2010-04-15/2020-04-09 - A variation on the water mill, but using running tap water instead of a natural stream; water motors were often used to power organ blowers in the late 1800s replacing the 'bellows boys' who had pumped the bellows supplying wind to the organ from its invention. Electricity was not yet common outside urban areas, and even there, it was not always reliable or available at all times and days. Running water was almost universally available in urban areas and even smaller towns by the late 1800s, so the water motor filled the need for operating small motors before electric motors replaced them. Since churches of the era did not pay taxes for public utilities, water motors supplied a free power source to operate the organ. William Barnes claimed this kept the devices in use for some years after electric blowers became common. This frugality was not without pitfalls, when neighbors tired of hearing the organist practice on the Roosevelt organ at Flagler Memorial Church in St.

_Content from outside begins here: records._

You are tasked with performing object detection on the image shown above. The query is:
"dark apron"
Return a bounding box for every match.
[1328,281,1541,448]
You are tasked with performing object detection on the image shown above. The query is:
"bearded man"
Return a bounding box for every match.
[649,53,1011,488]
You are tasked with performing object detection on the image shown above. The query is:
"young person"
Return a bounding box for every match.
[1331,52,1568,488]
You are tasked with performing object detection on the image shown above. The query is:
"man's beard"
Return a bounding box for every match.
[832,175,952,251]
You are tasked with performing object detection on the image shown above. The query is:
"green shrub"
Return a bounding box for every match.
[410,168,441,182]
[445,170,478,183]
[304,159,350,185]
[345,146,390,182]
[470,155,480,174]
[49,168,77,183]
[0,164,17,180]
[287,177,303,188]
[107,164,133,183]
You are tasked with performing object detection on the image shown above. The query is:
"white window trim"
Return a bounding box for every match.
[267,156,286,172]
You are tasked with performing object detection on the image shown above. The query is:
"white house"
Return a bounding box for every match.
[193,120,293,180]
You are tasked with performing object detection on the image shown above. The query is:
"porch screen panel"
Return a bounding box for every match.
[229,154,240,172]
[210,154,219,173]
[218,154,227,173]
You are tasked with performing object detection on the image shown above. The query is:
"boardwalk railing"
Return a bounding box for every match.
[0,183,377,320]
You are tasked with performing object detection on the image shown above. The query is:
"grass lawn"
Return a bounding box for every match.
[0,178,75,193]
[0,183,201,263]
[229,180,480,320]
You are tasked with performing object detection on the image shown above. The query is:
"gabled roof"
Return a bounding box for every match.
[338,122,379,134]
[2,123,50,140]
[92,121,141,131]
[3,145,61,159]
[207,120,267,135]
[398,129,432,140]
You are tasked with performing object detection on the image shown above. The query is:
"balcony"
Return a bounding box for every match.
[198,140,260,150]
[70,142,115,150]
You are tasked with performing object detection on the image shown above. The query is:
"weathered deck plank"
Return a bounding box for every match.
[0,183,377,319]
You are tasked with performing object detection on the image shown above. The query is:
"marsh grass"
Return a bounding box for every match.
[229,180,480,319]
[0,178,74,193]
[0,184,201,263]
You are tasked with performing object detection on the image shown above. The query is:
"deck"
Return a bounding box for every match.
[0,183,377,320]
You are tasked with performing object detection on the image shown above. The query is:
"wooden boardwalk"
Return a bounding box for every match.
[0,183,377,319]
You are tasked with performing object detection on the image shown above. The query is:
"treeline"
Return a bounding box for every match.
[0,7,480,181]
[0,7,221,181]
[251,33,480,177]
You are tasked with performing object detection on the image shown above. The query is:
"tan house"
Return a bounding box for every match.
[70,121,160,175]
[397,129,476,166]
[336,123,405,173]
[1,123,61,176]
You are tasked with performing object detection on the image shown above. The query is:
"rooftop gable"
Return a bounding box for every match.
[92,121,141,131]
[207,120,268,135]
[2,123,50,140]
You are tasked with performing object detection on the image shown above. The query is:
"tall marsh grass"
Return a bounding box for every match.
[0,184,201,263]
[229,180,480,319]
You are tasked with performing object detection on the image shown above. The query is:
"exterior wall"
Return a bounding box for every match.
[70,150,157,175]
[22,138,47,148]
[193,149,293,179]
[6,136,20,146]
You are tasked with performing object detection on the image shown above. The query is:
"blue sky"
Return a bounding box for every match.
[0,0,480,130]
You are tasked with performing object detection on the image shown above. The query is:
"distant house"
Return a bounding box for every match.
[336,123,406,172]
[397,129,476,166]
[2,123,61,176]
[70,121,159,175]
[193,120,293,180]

Augustine, FL; they turned on their lawn sprinklers causing the water pressure to drop and the organ blower motor to lose power.

2015-10-29/2020-04-09 - From LLoyd Alter, "Unintended consequences: motors driven by tap water" (http://www.treehugger.com/gadgets/unintended-consequences-motors-driven-tap-water.html) accessed Sept 13, 2015 -- Small motors using the public water supply came into extensive use in the 1870s and 1880s in the US. A water motor consisted of a small water turbine that was suspended in a metal casing. The smallest water motors were used to run sewing machines, jigsaws, fans, and other similarly mechanized items. The larger water motors were recommended for operating coffee grinders, jeweler's and locksmith's lathes, grindstones, and church organs.